The chancellor received a letter from the department requesting confirmation that if the mini-Budget involves major changes to taxation, it would publish an accompanying OBR forecast, outlining the health of the nation’s finances.
The fiscal event on Friday is set to detail help for households and businesses amid the sharp cost of living crisis sweeping across the country.
He is expected to announce further energy support and winter tax cuts, as well as a possible reversal of the 1.25% National Insurance increase.
It comes as last month the Treasury Committee asked if the OBR could produce a forecast to be published alongside any emergency budget or significant fiscal event, and whether work had already begun.
In response, the OBR confirmed it began preparatory work on a forecast on 29 July following agreement with the Treasury.
“While the forecast may not be as comprehensive as at previous budgets, the OBR committed to providing the most complete picture of the economic outlook as possible, and to a standard that meets the requirements of the OBR Charter,” Treasury said.
In a separate response, the then chancellor Nadhim Zahawi, stated that, while preparatory work has begun, the decision to set a date for a new forecast is one for the incoming finance minister.
The Treasury usually gives the OBR 10 weeks’ notice of a fiscal event, to enable it to provide an independent forecast of the economy and the UK’s fiscal position.
Mel Stride MP, chair of the Treasury Committee, said: “We congratulate the new chancellor on his appointment and look forward to a constructive relationship.
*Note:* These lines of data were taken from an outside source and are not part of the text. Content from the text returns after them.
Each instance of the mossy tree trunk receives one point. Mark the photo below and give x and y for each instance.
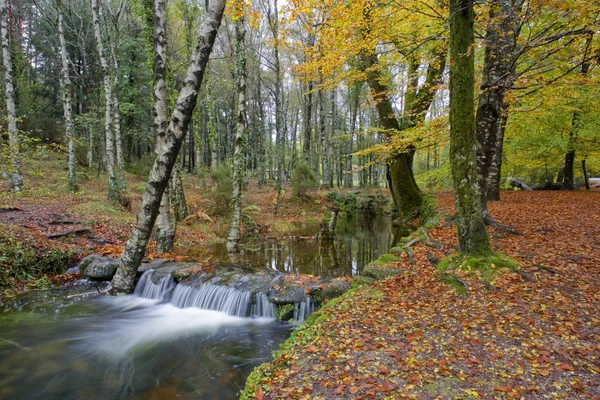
(165, 226)
(124, 279)
(233, 236)
(114, 194)
(16, 178)
(65, 85)
(472, 236)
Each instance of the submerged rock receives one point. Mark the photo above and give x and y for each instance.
(98, 267)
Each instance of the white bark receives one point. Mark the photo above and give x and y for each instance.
(113, 187)
(124, 279)
(16, 179)
(165, 227)
(65, 85)
(233, 237)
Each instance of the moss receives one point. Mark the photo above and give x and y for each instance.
(362, 281)
(397, 251)
(485, 265)
(28, 255)
(309, 332)
(285, 312)
(380, 271)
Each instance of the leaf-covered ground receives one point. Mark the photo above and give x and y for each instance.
(534, 335)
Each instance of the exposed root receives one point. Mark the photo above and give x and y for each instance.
(489, 221)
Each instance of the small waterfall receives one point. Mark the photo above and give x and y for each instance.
(156, 291)
(262, 307)
(303, 310)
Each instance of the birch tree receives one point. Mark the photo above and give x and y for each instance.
(165, 227)
(16, 178)
(233, 237)
(124, 279)
(65, 86)
(114, 194)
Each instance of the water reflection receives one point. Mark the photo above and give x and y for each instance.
(357, 243)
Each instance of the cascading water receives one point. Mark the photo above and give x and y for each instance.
(155, 291)
(208, 297)
(303, 310)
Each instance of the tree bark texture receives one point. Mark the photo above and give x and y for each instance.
(124, 279)
(497, 79)
(114, 194)
(16, 178)
(165, 226)
(233, 236)
(472, 236)
(65, 83)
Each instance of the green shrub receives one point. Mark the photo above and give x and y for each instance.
(27, 255)
(303, 180)
(222, 190)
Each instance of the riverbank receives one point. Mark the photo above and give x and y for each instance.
(85, 222)
(533, 334)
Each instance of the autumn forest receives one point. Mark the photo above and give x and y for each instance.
(300, 199)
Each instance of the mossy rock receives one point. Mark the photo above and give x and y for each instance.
(362, 281)
(285, 312)
(397, 251)
(379, 272)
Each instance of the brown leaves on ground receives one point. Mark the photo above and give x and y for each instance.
(533, 335)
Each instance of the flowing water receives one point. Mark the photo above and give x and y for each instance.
(357, 243)
(166, 340)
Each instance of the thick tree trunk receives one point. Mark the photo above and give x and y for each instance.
(65, 83)
(279, 128)
(472, 236)
(114, 194)
(16, 178)
(165, 226)
(124, 279)
(585, 175)
(568, 182)
(497, 79)
(405, 191)
(233, 237)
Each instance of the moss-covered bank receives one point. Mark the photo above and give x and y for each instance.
(26, 255)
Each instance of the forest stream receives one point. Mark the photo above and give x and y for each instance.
(72, 343)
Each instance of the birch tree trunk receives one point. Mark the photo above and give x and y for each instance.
(233, 237)
(568, 182)
(114, 194)
(165, 227)
(497, 79)
(279, 132)
(472, 236)
(16, 178)
(65, 83)
(124, 279)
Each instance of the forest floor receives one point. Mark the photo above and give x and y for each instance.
(45, 208)
(534, 335)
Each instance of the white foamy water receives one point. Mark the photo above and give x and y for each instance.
(143, 322)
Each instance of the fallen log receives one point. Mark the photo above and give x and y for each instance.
(518, 184)
(83, 231)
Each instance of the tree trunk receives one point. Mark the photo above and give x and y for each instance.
(472, 236)
(568, 182)
(585, 175)
(16, 178)
(124, 279)
(403, 186)
(165, 226)
(354, 104)
(114, 194)
(65, 83)
(498, 77)
(233, 237)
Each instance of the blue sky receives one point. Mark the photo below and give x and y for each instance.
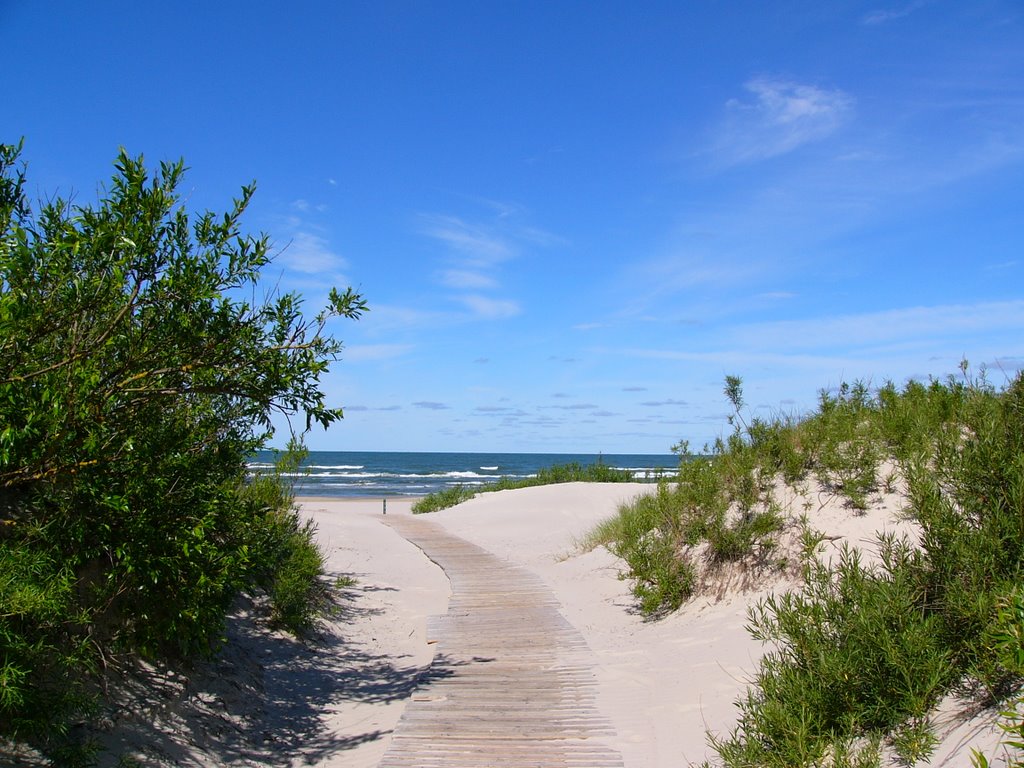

“As a committee, we have in the past reported to the House that we consider it very important that significant changes to taxation are announced in a fiscal event alongside an OBR forecast.
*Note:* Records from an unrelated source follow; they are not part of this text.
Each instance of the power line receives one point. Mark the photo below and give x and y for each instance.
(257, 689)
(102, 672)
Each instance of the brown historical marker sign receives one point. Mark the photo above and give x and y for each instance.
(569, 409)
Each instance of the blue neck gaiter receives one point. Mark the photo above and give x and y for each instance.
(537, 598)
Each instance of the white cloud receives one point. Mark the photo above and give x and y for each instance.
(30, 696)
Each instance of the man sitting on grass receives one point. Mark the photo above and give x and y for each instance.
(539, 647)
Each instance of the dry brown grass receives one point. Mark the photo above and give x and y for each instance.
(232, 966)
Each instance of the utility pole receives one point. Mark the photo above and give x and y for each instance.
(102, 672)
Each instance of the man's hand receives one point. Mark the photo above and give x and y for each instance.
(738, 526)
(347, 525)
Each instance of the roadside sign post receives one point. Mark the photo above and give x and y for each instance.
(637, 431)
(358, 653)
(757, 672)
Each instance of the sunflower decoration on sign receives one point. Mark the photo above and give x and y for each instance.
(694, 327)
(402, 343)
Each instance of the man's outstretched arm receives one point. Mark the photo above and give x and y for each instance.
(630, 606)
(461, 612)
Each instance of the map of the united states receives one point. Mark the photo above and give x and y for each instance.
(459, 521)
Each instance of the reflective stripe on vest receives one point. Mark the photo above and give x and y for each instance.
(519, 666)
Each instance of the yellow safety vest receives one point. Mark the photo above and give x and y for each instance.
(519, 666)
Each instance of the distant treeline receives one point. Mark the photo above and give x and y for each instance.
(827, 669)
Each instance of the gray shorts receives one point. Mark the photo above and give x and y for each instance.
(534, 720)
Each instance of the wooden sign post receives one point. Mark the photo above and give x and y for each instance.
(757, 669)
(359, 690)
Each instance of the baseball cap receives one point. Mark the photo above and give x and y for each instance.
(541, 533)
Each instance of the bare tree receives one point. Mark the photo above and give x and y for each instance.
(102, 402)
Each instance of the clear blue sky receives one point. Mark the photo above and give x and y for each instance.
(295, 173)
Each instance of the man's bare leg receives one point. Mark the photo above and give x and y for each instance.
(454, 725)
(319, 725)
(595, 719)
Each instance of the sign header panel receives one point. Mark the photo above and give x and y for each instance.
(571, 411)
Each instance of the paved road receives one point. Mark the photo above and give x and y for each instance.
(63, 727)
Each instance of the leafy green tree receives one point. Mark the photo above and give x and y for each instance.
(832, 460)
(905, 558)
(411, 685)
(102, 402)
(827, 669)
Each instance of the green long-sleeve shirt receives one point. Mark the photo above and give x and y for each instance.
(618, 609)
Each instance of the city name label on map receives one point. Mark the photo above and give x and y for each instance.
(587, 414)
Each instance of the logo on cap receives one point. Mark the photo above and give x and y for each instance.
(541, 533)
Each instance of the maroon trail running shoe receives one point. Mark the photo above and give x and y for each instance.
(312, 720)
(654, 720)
“These forecasts are a vital indicator of the health of the nation’s finances, and provide reassurance and confidence to international markets and investors.”
He added: “There has been a deterioration in our economic outlook since the last OBR forecast in March. There have been significant fiscal interventions since then and we are told there will be further significant interventions including major permanent tax cuts to be announced on Friday. Under these circumstances, it is vital that an independent OBR forecast is provided.”